If $I \subset \Bbb R$ is an interval, $a_0, \ldots, a_n \in I$ are pairwise distinct, and $f: I \to \Bbb R$ is $n$-times differentiable, then
$$
\frac 1{n!} f^{(n)}(x_0) = \sum_{k=0}^n \frac{f(a_k)}{\prod_{j \ne k} (a_k-a_j)}
$$
for some $x_0 \in I$.

The proof is the same: We define $p$ as the Lagrange interpolation polynomial which interpolates $f$ at the $n+1$ points $x=a_0, \ldots, a_n$. $p$ has degree (at most) $n$ and $(p-f)^{(n)}(x_0) = 0$ for some $x_0 \in I$.
A: Your formula can be written as
$$\frac{\left | \begin{matrix} 1& 1& 1\\ a  & b & c \\ f(a) & f(b) & f(c) \end{matrix} \right|}{
\left| \begin{matrix} 1& 1& 1\\ a  & b & c \\ g(a) & g(b) & g(c) \end{matrix} \right|}=\frac{f''(\xi)}{g''(\xi)}
$$
(with $g(x) = x^2$).
Let $K$ be the value of the quotient. Then the function
$$F(x) =\left | \begin{matrix} 1& 1& 1\\ x  & b & c \\ f(x) & f(b) & f(c) \end{matrix} \right| - K \cdot \left | \begin{matrix} 1& 1& 1\\ x  & b & c \\ g(x) & g(b) & g(c) \end{matrix} \right|$$
is $0$ at $x=a$. Clearly it is also $0$ at $x=b$, and $x=c$. So it has $3$ distinct zeroes. Applying Rolle twice we find $\xi$ such that $F^{(2)}(\xi)=0$.
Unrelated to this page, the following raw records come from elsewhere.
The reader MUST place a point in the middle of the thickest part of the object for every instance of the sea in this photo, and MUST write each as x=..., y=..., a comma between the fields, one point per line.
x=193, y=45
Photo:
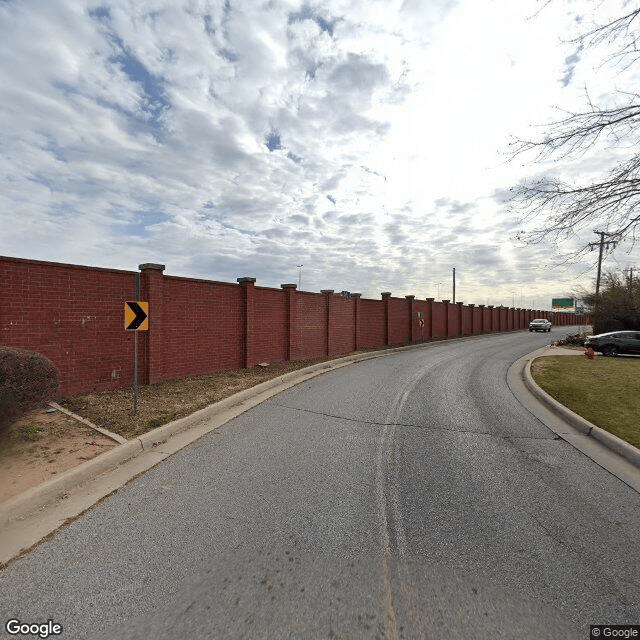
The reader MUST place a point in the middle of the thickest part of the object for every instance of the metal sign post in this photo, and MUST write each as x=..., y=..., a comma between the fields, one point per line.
x=136, y=318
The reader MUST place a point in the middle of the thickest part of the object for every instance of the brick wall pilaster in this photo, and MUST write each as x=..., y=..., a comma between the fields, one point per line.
x=151, y=342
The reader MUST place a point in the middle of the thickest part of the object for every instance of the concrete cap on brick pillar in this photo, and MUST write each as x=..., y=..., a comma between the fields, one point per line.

It is easy to generalize this to $n+1$ distinct $a_i$'s. One can also pass to the limit in these formulas, grouping several $a_i$ together. In particular, if $n$ of them are "equal", we get the quotient of Taylor series approximations.